No one knows what Mother Nature is going to dish up from season to season. So, is it any wonder that Mishler has named his spread of land in Seguin Uncertain Farms?
Mishler had to take up most of his summer plants in August. That was when he wanted to begin fall planting. Now, that is on hold until later this month as the heat and dry weather persist.
Yet Farmer Bob has been at the Legacy, north of Loop 1604 at U.S. 281, every Sunday morning for the weekly farmers market there. He offers some fresh produce provided to him by other farmers he works with, all sold from his tricked-out truck that resembles an old-fashioned roadside fruit stand. He also sells his extensive series of canned goods, ranging from his extremely popular Candied Jalapeños to jellies and Peach Butter to Onion Garlic Glaze, which is perfect on sandwiches. These products are all sold under the McircleM label. (In the center of the logo is a picture of Mishler’s mom, Carol Mishler, who lives in Cibolo.) New this year are chutneys, which have proven popular alongside the more traditional mix of salsas, relishes and chowchows.
“I want to start doing some mustards,” says Mishler, who has a generous supply of energy and creativity for coming up with new products.
Mishler can also be found at the farmers market in Corpus Christi on the first Saturday of the month and Goliad on the second Saturday for their markets. The new market in Corpus was so welcomed by the locals that on the first Saturday they bought every last jar he had brought with him.
Farming is not an easy business, and it’s more than a matter of growing good fruits and vegetables. You have to be a salesman to attract customers great and small. Mishler has joined forces with several other farmers to provide area restaurants with fine, locally grown products.
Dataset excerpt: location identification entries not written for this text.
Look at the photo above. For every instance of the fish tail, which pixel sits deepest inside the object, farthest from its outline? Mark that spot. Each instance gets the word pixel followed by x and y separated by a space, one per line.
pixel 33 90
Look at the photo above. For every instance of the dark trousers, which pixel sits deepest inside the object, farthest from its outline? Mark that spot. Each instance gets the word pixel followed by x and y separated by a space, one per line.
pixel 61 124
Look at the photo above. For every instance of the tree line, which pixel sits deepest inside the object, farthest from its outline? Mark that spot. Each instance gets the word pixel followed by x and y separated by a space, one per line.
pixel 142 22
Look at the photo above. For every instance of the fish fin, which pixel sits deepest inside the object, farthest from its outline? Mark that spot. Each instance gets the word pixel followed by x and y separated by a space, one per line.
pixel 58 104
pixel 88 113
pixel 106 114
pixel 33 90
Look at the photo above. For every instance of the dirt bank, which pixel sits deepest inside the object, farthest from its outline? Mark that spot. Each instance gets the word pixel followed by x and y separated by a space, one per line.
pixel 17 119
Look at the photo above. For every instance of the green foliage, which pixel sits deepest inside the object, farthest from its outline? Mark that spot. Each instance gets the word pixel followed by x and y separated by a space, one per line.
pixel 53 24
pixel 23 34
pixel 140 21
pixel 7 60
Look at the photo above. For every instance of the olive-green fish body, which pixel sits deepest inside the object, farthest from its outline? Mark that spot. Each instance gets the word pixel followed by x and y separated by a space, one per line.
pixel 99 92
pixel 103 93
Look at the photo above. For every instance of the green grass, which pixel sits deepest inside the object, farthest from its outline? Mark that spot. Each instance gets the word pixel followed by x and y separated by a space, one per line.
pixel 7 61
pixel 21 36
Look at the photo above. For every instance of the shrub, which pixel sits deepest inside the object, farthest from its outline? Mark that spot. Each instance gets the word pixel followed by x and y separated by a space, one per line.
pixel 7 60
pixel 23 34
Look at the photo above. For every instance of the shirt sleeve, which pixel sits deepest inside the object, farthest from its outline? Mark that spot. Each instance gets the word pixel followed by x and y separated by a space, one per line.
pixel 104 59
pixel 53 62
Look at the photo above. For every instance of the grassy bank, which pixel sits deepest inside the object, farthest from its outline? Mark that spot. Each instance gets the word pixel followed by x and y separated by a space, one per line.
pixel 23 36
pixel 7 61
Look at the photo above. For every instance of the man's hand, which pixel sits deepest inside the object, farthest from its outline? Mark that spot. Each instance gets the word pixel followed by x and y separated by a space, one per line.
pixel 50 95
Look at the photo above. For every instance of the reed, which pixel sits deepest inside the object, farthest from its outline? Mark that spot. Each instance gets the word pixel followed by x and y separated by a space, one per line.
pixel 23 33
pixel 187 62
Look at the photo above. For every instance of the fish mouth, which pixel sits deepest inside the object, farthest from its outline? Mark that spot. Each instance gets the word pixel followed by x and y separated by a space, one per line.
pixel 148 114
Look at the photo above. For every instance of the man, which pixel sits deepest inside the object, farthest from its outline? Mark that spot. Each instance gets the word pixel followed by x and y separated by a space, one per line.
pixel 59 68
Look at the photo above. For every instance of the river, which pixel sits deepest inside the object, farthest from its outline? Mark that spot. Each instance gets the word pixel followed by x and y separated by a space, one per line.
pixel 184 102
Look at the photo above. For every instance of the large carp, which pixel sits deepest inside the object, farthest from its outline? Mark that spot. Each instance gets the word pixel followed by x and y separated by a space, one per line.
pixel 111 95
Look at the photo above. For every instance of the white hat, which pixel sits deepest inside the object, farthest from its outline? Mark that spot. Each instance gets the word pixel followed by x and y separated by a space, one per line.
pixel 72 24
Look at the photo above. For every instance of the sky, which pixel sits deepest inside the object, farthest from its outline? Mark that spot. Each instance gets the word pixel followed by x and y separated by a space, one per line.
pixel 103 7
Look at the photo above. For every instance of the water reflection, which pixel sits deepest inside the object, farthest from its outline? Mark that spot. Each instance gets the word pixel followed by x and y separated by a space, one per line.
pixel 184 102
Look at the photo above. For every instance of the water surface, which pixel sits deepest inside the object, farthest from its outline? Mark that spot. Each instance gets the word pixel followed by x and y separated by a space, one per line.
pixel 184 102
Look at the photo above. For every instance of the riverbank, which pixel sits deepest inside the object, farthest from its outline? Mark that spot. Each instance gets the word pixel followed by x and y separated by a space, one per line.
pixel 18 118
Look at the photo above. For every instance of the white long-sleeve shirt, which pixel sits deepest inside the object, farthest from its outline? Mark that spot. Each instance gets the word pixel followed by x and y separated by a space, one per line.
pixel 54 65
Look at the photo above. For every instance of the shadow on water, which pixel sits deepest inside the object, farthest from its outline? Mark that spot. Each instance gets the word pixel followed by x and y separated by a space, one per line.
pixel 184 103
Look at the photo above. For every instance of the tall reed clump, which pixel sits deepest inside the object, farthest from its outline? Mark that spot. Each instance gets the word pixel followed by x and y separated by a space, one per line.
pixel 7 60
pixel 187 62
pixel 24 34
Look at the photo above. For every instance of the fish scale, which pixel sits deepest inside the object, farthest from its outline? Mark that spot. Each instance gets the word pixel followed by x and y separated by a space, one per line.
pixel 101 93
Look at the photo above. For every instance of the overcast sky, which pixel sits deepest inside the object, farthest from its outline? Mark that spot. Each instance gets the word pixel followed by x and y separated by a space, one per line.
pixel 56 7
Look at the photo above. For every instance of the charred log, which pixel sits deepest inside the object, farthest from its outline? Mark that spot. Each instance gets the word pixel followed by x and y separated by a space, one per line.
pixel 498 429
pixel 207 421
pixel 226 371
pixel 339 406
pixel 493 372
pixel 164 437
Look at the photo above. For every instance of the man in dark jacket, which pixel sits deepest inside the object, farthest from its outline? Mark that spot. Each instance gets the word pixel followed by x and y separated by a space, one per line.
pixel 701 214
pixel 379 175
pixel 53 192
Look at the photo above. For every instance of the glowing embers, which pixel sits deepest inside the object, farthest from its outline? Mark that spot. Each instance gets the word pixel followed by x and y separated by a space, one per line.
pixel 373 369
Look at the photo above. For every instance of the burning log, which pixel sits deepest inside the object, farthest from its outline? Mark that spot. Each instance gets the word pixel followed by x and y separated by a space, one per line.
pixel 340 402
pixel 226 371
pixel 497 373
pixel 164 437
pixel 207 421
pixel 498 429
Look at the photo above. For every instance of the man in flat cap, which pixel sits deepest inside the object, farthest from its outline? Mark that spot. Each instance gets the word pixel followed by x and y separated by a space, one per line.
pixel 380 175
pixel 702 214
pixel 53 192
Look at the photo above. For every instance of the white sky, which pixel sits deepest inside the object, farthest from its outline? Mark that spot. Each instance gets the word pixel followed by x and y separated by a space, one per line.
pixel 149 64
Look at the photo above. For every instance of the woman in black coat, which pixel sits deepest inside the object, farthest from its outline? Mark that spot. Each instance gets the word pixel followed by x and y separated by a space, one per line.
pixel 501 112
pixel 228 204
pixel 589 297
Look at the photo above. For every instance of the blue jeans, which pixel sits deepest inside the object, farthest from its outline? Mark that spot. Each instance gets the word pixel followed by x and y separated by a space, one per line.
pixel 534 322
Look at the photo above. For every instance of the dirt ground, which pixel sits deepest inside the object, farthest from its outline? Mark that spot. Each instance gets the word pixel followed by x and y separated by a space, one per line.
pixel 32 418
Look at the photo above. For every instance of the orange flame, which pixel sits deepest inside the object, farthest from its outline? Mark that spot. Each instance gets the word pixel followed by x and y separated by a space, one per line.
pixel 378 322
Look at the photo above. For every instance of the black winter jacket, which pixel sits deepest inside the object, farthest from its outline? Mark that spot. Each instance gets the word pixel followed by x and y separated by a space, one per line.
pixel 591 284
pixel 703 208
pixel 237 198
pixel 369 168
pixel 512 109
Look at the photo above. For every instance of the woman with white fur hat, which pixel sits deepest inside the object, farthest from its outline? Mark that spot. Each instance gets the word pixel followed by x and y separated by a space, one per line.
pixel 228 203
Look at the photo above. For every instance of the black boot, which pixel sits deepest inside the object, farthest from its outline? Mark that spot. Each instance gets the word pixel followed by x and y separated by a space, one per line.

“We’re probably 50 percent chef-driven,” he says, adding, “That doesn’t mean they purchase 50 percent of everything I grow.”
But if a chef likes his product, he or she could buy most, if not all, of Mishler’s crop. This year, he sold 90 percent of his heirloom tomatoes, as well as other fresh produce, to the Westin La Cantera and its fine dining restaurant, Francesca’s at Sunset. The restaurant, in turn, mentions Uncertain Farms on the menu. This lets customers know the flavorful food on their plates is regionally produced and brought to the table with as small a carbon footprint as possible.
The resort’s chefs, including Ernie Estrada at Francesca’s, also know they can go to Farmer Bob and ask him to grow something especially for them.
The Westin also uses Mishler’s Candied Jalapeños in a cocktail made with sparkling wine that provides guests with a sweet-hot kick to match the effervescent nature of the wine.
Robert Mishler moved to Seguin in 1989. After years of driving 18-wheelers, he bought his current farm in 1998. It’s a 17-acre spread with only five acres currently being farmed.
Part of that property features a new greenhouse that uses its space economically by growing plants in tiers, starting with baskets hanging from the ceiling and cascading down to the floor.
“We did real well with greens last winter,” he says, adding that he grew a lively mix of bok choy, mixed salad greens and arugula among others.
Each row is a different variety of green, with names like tatsoi and red Russian, that people like in a loose leaf mix.
The public doesn’t know what to do with every plant that Mishler has brought to market. Last fall, he had to get them used to bok choy, a type of Chinese cabbage. “They didn’t know what it was,” he says, adding that he only sold four or five plants the first weekend he offered them.
“I can’t take that loss,” he says. So, his answer was to take the entire plant, roots and all. That way, if some didn’t sell, it could continue to grow. The plants grew, and so did many customers’ taste for the tender green. Bok choy is delicious steamed by itself or in stir-fries with other vegetables. (If you don’t know what to do with something you see at a farmers market, just ask the vendor what to do with it. Chances are, the answer will be simple and designed to showcase the item’s flavor at its freshest.)
This fall, and water willing, Mishler will be trying his hand at hydroponics. “I’m looking to do Bibb and small head lettuces,” he says.
In the meantime, he’s gotten his land ready for planting, and the break in the heat that swept over the area this week has him raring to go. “I have held off planting as yet, but this cool down for the last few days has got me ready to plant,” he says. “I have prepped some beds and have the seed on hand. I’m hoping for a good fall-winter harvest.”